No sé bien cuándo comenzó todo; no sé ni siquiera por dónde empezó, en qué lugar, bajo qué extrañas circunstancias. No sé si es idolatría, admiración, respeto o fanatismo.
No sé si soy apasionada, adicta, no sé si las estadísticas muestran el fenómeno, si es la lógica de la vida, si son las creencias populares de hijas y padres. Solo sé que tengo manía de él.
Quizá en este día todos esperen la crónica generalista, la acostumbrada, sobre nuestros progenitores masculinos; me resulta extraño hablar en sentido tan amplio, no conozco a los demás, o al menos no tanto como al mío.
Y es que digo mío, con todo el sentido de posesión física y espiritual que ello conlleva; no es simple selección natural, es la sedimentación de tantos años de amor, culeros sucios, bicicletas de a cuatro, sus platos semivacíos cerca de los míos semillenos, tanta entrega que me declaran heredera directa de sus actos.
Egoístamente lo soy, me cuesta admitirlo cuando a veces intento disponer a mis antojos de la agenda cotidiana de mi padre; y mientras, él trata siempre de complacerme, aunque me advierte que no todo me lo merezco.

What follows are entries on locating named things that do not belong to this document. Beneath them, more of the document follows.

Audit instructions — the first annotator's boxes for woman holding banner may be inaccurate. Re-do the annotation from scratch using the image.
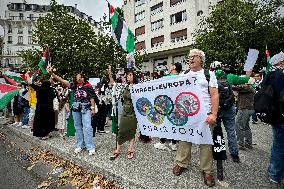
[108,66,138,160]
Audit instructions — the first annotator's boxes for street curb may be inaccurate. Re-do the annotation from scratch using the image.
[4,126,146,189]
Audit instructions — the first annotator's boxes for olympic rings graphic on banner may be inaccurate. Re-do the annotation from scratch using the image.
[154,95,174,115]
[167,107,188,126]
[147,105,165,125]
[175,92,200,116]
[136,97,153,116]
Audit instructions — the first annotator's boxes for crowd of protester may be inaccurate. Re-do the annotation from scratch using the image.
[1,49,284,186]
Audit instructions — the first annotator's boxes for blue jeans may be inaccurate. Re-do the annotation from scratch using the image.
[217,106,239,156]
[22,107,30,125]
[251,112,257,122]
[268,123,284,182]
[72,110,95,151]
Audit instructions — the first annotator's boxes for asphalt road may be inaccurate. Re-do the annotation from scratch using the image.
[0,128,73,189]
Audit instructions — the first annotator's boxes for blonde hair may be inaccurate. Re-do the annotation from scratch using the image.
[188,49,205,64]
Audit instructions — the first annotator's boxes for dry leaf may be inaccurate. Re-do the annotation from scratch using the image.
[37,181,51,189]
[58,171,69,178]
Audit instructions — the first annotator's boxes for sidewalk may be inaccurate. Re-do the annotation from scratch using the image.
[0,119,284,189]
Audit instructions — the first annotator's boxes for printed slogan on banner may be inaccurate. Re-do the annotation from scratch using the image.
[130,74,213,144]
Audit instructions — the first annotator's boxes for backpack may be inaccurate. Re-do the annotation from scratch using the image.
[217,80,234,110]
[254,72,284,124]
[183,69,210,83]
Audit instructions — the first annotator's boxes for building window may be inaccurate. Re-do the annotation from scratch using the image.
[28,25,33,34]
[171,29,187,43]
[197,10,203,16]
[135,41,146,51]
[28,14,35,21]
[171,0,186,7]
[151,19,164,31]
[135,26,145,36]
[28,36,33,44]
[8,36,13,44]
[8,25,13,33]
[171,10,187,25]
[151,35,164,47]
[19,13,24,20]
[18,26,24,34]
[151,2,163,16]
[135,11,145,22]
[135,0,146,7]
[18,36,24,44]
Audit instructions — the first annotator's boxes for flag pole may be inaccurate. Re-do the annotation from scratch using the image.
[106,0,118,150]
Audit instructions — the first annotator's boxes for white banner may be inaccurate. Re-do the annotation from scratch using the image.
[130,74,213,144]
[244,49,259,71]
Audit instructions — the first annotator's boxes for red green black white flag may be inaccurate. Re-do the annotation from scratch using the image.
[109,4,135,53]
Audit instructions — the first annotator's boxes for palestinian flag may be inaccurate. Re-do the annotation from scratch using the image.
[3,71,26,85]
[38,47,50,75]
[108,4,135,53]
[265,46,272,73]
[0,83,19,110]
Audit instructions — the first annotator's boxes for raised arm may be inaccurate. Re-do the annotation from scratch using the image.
[107,65,114,85]
[46,63,69,87]
[26,72,33,85]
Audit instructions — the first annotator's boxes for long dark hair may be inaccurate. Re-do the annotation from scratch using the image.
[126,69,139,84]
[73,71,89,87]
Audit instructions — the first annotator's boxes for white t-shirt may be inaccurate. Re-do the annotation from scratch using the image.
[181,69,218,113]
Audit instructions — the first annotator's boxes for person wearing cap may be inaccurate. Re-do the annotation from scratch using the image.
[154,62,182,151]
[264,52,284,183]
[173,49,219,187]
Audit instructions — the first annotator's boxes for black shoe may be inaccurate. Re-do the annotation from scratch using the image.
[231,154,241,163]
[245,144,253,150]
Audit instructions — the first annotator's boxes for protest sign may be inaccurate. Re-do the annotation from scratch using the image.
[244,49,259,71]
[130,74,213,144]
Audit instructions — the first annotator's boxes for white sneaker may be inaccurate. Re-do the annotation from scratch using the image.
[22,125,30,129]
[154,142,168,150]
[74,148,82,154]
[89,149,96,156]
[169,142,177,151]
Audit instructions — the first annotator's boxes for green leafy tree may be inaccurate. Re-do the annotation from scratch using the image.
[192,0,284,73]
[21,0,143,78]
[0,36,3,67]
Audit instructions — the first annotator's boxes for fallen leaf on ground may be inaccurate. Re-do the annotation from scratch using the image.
[27,164,35,171]
[58,171,69,178]
[37,181,51,189]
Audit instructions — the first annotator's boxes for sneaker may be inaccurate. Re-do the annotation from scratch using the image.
[154,142,168,150]
[231,154,241,163]
[99,131,109,134]
[245,144,253,150]
[169,142,177,151]
[89,149,96,156]
[11,122,19,127]
[269,177,280,184]
[74,148,82,154]
[238,144,246,150]
[22,125,30,129]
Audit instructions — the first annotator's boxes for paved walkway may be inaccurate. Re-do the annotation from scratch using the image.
[1,119,284,189]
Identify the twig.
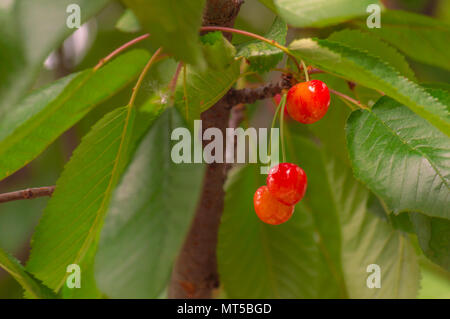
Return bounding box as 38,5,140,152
225,74,292,108
0,186,55,203
94,33,150,71
128,48,162,107
329,89,368,109
200,26,302,72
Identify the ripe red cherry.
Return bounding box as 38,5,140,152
253,185,294,225
267,163,307,205
273,94,289,119
286,80,330,124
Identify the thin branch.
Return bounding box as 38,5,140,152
0,186,55,203
200,26,302,71
329,89,368,109
94,33,150,71
225,75,292,108
128,48,162,107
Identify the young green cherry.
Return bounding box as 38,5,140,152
286,80,330,124
253,185,294,225
267,163,307,205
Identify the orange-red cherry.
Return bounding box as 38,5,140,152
286,80,330,124
253,185,294,225
267,163,307,205
273,93,289,119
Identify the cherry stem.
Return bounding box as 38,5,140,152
329,89,368,109
128,48,161,107
94,33,150,71
280,93,287,163
200,26,301,71
300,60,309,82
268,96,282,164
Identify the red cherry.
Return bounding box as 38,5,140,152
286,80,330,124
253,185,294,225
272,94,289,120
267,163,307,205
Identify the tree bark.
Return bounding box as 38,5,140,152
169,0,243,299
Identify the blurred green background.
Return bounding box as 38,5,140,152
0,0,450,298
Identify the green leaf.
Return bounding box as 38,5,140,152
0,50,149,184
269,0,382,28
409,213,450,271
116,9,141,33
217,165,319,298
96,109,204,298
200,31,236,70
124,0,205,66
259,0,277,12
358,10,450,70
290,39,450,136
237,17,287,73
328,29,416,81
347,97,450,219
175,59,241,124
290,137,419,298
27,106,136,294
0,248,56,299
0,0,109,114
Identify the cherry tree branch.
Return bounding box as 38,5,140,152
224,74,292,108
0,186,55,203
168,0,243,299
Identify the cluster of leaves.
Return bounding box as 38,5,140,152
0,0,450,298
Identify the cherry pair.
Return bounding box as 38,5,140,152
253,163,307,225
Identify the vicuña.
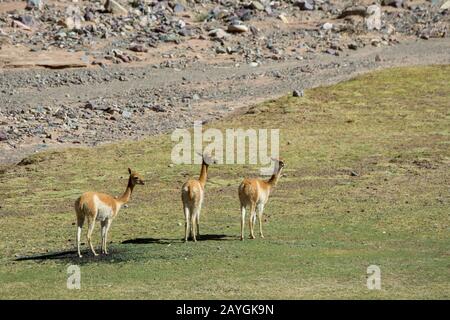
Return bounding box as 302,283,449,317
181,154,217,242
75,168,144,258
239,159,284,240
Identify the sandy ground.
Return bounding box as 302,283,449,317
0,39,450,164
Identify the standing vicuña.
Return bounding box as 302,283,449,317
239,159,284,240
75,168,144,258
181,154,217,241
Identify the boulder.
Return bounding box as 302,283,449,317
25,0,44,10
338,6,367,19
227,24,248,33
364,4,381,31
294,0,315,11
440,1,450,10
381,0,404,8
105,0,128,16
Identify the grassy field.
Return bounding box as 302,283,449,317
0,66,450,299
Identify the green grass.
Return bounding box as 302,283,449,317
0,66,450,299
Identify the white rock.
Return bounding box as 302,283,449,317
441,1,450,10
278,14,289,24
227,24,248,33
105,0,128,16
364,4,381,31
322,22,333,30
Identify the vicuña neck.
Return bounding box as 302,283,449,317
117,178,134,203
198,162,208,188
267,170,281,188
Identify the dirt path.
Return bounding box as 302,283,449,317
0,39,450,164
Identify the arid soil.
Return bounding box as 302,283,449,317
0,1,450,163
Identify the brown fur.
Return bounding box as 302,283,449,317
239,160,284,240
181,155,216,242
75,169,144,257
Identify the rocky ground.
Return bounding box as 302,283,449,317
0,0,450,163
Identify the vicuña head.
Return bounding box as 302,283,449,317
75,168,145,258
239,158,285,240
181,154,217,241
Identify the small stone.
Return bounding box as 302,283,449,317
105,0,128,16
348,42,358,50
227,24,248,33
11,20,31,31
322,22,333,30
122,110,132,118
292,90,305,98
294,0,314,11
381,0,403,8
278,14,289,24
216,47,227,54
173,3,185,13
440,1,450,10
250,1,264,11
208,28,229,39
84,11,95,21
25,0,44,10
0,131,8,141
364,4,381,31
129,44,148,52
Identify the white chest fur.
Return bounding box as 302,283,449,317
94,196,113,221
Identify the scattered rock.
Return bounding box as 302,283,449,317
11,20,31,31
338,6,367,19
322,22,333,30
294,0,315,11
208,28,229,39
292,90,305,98
173,3,185,13
129,44,148,52
0,130,8,141
440,1,450,10
227,24,248,33
364,4,381,31
105,0,128,16
278,14,289,24
250,1,264,11
381,0,403,8
25,0,44,10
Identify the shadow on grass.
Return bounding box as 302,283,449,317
14,234,236,265
14,248,127,265
122,234,236,244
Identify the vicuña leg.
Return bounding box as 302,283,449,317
248,203,256,239
87,219,98,256
258,204,264,238
184,206,190,242
103,219,112,254
191,208,199,242
100,220,106,254
196,209,201,238
77,218,84,258
241,205,245,241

Reconozco que no publico un solo trabajo sin que antes él lo lea, y es mi corrector particular, no solo por la inteligencia que posee, sino por la idea de poderle escuchar cuando termine de leer las líneas: «me gustó».
No son nada mis escritos si no tienen su bendición; me quedo sin misterio, sin magia cuando a él no le han parecido bien, desde su experiencia desmedida, su perspicacia de hombre de cinco décadas, sus andares a veces no tan dichosos por la vida.
Mi papá no es bien parecido, no es de esos figurines de novela todos esbeltos, de pelo negro, y con esa aura interesante que sazona a los hombres cuando pasan los 40.
Mi papá es un hombre común, y es gordo… bien gordo, como esos que se ven poco por la calle. De hecho creo que hay uno solo en Pinar del Río entero; pero ¿saben?, eso no me importa, más flaco no lo quiero.
Recuerdo incluso una vez, cuando se mofaron de él por lo obeso que estaba, en su jarana acostumbrada, mi padre decía: «¡Nada, es que estoy repuestico!» No es tampoco que defienda su exceso de libras, algo dañino para la salud en no poca medida, pero dentro de su propia manera de asumir su físico, me enseña a sentirme bien conmigo misma en estos tiempos de sardinas famélicas.
Mi padre no es para nada perfecto —y en realidad quién lo es—, pero amo sus imperfecciones de la misma manera que él enmienda las mías. No tenemos la relación quimérica, divina de padre e hija, de esas lineales como en las novelas inglesas. Nuestra socialización es dinámica, sin tapujos, sincera en demasía y en muchas ocasiones belicosa, en el buen sentido de la palabra.
Siempre estamos en conflicto, de esos que nunca ceden aunque no se tenga la razón, pero en que se termina haciendo lo que aconseja el otro. Y debo confesarlo, casi siempre la tiene él.
Sé que vive a través de mí, sufre mis fracasos, se alegra con mis victorias, ríe con mis aventuras, y cuando lloro pone el hombro para consolarme, y en el fondo sé que alguna que otra lágrima derrama también.
Mi fanatismo solo podría ser comparado con estos días de Eurocopa. Si pudiera estaría con un pulóver, una bandera, con el rostro suyo estampado como la mejor de las hinchas. Alguien me preguntaba hace poco: «tú quieres mucho a tu papá, ¿verdad?». Puede ser entonces que se me note tanto.
No creo ser la única, cada cual tiene al suyo, mejor o peor, más flaco o más gordo que el mío. Mi padre se llama Carlos. Soy carlómana, ¿y tú?